Пожалуй, все это выглядело странно, к тому же я вообще не люблю таких вот знакомств по касательной, точнее - их нередких последствий в форме излияния души или чего иного, душу замещающего. Но в тоне его было столько искренности и простоты, что мне как-то и в голову не пришло отказать.
Дома Максимук представил меня своей супруге Софье Алексеевне ("Мой вариант Софьи Андреевны..." - усмехнулся он), с удовольствием продемонстрировал огромную свою библиотеку - тысячи три или четыре отлично подобранных книг.

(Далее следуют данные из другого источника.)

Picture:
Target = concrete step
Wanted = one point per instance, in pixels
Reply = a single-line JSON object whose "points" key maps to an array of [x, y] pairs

Потом мы пили чай с фантастически вкусным тортом, а в качестве пролога - по стопочке чего-то экзотического и крепкого под бутерброды с черной икрой. Сам Максимук так и не сообщил мне причину микроторжества, сделала это Софья Алексеевна, находившаяся в исключительно приподнятом настроении. Оказывается, тем утром было утверждено в плане пятитомное собрание сочинений Максимука ("После больших, знаете ли, треволнений..." прокомментировала Софья Алексеевна), и я оказался, можно сказать, первым из читателей, получившим право поздравить живого классика.
Беда, однако, заключалась в том, что я не мог числить себя в славной когорте читателей Ивана Максимука, ибо буквально ни одного его произведения никогда не читал и, могу поклясться, в руках никогда не держал. Но хозяева мои в избытке великодушия простили мне этот грех, снабдили толстенным его романом с дарственной надписью ("Новостройка", роман в трех частях с прологом и эпилогом) и взяли слово (вместе с номером моего телефона), что ровно через неделю я загляну к ним снова и расскажу о своих впечатлениях.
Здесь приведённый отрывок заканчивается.